The recent decline reflects several concurrent developments. Realised volatility has eased as crude oil prices softened, diplomatic discussions between the United States and Iran progressed, and the Q1 FY27 corporate earnings season has yet to produce any significant negative surprises.
Historical market trends indicate that India VIX readings below 12 have often coincided with periods of subdued volatility. However, previous market corrections have also been preceded by volatility readings within the 10-12 range before expanding sharply. At the same time, the lower volatility environment has reduced option premiums, making portfolio hedging through index put options comparatively less expensive than earlier this year.
The latest decline has also been supported by lower crude oil prices and stability in the currency market, indicating that market participants are currently not pricing in any major near-term disruptions. Even so, the upcoming corporate earnings season, progress of the southwest monsoon and global monetary policy developments remain key factors being closely monitored.
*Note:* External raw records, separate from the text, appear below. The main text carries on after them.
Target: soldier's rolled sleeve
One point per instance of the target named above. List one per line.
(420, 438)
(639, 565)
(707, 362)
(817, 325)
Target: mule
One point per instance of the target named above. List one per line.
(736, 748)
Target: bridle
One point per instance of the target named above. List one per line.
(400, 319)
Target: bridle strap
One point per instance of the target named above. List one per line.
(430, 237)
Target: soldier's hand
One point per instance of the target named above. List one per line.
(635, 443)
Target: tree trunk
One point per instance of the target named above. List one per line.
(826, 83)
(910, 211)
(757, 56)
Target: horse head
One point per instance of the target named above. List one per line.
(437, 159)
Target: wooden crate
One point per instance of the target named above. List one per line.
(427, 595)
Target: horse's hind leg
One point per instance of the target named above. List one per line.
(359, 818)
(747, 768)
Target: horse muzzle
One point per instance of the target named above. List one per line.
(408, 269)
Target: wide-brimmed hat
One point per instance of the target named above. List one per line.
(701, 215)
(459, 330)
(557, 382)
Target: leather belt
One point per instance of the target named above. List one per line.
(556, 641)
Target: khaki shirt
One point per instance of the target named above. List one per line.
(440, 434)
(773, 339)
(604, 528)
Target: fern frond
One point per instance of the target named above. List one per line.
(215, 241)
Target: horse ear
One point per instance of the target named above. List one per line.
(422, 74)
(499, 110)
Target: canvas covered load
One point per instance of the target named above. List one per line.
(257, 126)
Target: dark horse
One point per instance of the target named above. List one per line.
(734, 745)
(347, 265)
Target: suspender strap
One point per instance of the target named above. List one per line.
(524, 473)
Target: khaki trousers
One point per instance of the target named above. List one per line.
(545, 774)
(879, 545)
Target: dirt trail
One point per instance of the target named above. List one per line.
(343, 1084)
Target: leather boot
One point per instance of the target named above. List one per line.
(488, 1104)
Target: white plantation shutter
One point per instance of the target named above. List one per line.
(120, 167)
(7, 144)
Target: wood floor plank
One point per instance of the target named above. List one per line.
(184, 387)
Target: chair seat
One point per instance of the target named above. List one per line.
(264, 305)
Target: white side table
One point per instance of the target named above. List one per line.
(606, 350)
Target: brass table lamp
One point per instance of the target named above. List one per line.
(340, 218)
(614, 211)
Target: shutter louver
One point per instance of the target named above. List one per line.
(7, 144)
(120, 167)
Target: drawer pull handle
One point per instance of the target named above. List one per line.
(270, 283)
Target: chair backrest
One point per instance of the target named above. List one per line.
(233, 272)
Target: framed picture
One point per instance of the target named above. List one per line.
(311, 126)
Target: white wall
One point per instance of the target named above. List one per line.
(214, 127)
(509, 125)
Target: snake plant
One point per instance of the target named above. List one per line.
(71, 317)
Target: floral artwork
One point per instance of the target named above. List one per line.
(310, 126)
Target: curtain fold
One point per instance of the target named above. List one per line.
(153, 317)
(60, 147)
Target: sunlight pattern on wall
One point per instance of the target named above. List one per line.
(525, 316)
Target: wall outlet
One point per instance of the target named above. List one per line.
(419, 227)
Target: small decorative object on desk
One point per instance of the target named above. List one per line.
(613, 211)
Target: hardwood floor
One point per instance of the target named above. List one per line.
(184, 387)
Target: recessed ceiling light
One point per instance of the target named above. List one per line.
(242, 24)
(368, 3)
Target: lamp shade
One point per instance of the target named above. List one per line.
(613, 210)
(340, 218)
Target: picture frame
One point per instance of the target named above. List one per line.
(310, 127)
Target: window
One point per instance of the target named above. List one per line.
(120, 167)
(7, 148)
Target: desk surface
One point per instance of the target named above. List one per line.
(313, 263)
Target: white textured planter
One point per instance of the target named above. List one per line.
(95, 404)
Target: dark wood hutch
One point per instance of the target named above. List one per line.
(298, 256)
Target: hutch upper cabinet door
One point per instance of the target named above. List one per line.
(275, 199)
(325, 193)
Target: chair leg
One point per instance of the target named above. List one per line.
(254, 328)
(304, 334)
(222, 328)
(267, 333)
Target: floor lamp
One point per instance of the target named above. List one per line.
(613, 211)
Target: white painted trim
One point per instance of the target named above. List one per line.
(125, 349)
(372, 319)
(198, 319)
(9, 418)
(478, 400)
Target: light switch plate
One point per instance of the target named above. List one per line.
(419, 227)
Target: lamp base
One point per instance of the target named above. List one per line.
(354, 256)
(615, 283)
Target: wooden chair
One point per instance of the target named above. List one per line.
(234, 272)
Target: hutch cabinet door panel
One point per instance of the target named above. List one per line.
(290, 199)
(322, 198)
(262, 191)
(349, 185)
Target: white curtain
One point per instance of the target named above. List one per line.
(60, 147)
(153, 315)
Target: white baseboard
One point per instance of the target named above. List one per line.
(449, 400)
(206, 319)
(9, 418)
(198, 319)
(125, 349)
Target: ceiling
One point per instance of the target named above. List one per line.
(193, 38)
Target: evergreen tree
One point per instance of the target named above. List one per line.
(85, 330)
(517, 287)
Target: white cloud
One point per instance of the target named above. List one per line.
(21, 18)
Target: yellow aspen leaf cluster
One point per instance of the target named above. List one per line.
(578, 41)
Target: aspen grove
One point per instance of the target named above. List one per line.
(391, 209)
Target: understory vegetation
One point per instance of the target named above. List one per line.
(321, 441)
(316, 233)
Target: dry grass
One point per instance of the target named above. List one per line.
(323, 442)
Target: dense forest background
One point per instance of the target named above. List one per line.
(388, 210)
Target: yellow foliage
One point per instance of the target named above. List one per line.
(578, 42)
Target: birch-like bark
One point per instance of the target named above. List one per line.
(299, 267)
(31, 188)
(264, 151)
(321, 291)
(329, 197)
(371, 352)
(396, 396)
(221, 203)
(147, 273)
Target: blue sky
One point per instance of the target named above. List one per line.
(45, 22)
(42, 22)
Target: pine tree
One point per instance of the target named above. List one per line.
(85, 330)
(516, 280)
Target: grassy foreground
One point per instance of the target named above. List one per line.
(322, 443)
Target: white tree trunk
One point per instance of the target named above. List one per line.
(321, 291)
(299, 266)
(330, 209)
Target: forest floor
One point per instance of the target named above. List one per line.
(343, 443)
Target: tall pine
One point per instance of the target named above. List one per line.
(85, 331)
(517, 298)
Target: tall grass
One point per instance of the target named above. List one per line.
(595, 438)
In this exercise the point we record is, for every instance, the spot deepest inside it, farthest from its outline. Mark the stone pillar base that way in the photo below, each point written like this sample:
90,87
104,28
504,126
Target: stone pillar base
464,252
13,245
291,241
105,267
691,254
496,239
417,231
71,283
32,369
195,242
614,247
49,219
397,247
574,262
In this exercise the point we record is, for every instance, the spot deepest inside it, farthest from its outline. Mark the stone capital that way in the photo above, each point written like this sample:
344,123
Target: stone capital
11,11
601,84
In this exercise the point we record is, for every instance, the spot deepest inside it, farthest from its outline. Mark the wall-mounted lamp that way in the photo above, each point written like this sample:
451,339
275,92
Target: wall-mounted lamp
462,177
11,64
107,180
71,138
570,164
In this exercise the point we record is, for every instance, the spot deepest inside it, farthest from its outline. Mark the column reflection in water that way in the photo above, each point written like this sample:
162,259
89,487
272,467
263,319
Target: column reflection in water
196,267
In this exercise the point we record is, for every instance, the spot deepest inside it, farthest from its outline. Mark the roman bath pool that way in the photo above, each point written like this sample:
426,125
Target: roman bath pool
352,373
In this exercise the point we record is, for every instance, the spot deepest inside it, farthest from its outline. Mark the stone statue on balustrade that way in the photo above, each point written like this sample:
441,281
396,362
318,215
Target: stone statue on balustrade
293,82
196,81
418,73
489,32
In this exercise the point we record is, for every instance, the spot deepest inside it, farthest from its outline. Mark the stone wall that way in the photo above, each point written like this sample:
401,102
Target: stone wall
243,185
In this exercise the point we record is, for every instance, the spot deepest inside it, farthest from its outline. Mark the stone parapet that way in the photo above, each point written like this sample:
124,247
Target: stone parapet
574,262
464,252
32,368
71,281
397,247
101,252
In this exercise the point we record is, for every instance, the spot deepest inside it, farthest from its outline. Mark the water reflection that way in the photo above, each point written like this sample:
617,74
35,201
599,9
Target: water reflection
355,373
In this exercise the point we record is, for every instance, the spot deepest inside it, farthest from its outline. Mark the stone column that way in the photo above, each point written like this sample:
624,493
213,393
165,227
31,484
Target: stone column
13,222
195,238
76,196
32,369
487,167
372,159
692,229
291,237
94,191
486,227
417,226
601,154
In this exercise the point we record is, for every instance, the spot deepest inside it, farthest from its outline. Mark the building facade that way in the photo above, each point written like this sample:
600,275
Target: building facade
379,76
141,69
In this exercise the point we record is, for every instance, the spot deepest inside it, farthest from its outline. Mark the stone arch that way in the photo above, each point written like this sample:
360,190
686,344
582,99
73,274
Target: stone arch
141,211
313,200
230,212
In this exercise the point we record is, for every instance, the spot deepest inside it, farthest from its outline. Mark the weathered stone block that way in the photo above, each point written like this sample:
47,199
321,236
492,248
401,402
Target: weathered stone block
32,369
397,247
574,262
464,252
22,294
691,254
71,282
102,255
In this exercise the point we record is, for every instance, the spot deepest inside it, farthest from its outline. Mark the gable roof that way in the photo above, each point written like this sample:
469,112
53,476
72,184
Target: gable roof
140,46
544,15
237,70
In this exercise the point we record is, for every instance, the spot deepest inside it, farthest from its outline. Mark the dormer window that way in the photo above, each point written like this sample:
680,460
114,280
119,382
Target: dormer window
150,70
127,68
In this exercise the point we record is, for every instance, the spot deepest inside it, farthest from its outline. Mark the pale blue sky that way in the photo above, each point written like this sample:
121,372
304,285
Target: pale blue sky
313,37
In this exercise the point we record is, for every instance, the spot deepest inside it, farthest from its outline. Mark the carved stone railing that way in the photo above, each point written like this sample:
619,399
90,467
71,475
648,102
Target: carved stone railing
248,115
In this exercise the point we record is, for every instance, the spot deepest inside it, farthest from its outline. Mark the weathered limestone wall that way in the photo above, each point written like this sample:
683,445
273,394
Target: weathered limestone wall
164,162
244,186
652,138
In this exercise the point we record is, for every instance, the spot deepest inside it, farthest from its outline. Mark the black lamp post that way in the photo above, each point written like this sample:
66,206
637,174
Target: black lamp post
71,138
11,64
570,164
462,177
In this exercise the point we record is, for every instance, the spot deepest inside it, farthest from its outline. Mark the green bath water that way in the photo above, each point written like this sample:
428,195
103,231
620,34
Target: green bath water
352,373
Lower Option Premiums Highlight Changing Market Conditions
The decline in India VIX has also affected the derivatives market by reducing implied volatility across option contracts. Lower volatility has resulted in comparatively cheaper option premiums, lowering the cost of portfolio protection through index options.
Market participants continue to monitor several scheduled developments that could influence implied volatility over the coming weeks, including the Q1 FY27 corporate earnings season, further developments in geopolitical negotiations involving the Middle East, progress of the southwest monsoon and future commentary from the United States Federal Reserve regarding interest rate policy.
Technical Levels Show Neutral Trend Despite Lower Close
India VIX continues to carry a Neutral technical rating on daily charts. The classic pivot point stands at 11.96, with resistance levels placed at 12.21, 12.61 and 12.86, while immediate support levels are positioned at 11.56, 11.31 and 10.91.
Fibonacci pivot calculations place resistance at 12.20, 12.36 and 12.61, with support levels at 11.71, 11.55 and 11.31. Camarilla levels indicate resistance at 11.88, 11.94 and 12.00, while support is seen at 11.76, 11.70 and 11.64. These levels are calculated using the previous trading session’s price range and are widely monitored by derivatives market participants.
July History Shows Weak Seasonal Trend For India VIX
Historical seasonality data indicates that India VIX has recorded negative returns in July during 15 out of the past 18 years. The month has historically delivered an average decline of 8.91%.
The strongest positive July performance was 7.39% in 2011, with an average positive gain of 4.47%. Conversely, the steepest July decline was 24.22% in 2022, while the average negative July movement stands at 11.59%. The seasonal data highlights that volatility has generally moderated during July over a longer historical period.
Volatility Retreat Follows Sharp Swings Earlier This Year
India VIX has experienced significant fluctuations throughout 2026. The index touched its yearly low of 8.72 in January before geopolitical developments, rising crude oil prices and increased hedging demand pushed volatility sharply higher during February and March. The index subsequently climbed close to 28.91, its highest level of the year, before reversing direction as global risk conditions improved.
The latest closing level of 11.64 represents a substantial decline from those elevated readings, reflecting the broad moderation in market uncertainty witnessed during the second quarter. At the same time, the index remains above its January low, indicating that implied volatility continues to be higher than the year’s lowest levels despite the recent decline.
India VIX closed at 11.64 on 7 July 2026, extending its decline to the lowest levels seen since February. The latest reading reflects easing market volatility amid improving global and domestic conditions, while upcoming corporate earnings, geopolitical developments, monsoon progress and global central bank commentary remain the key events scheduled over the coming weeks.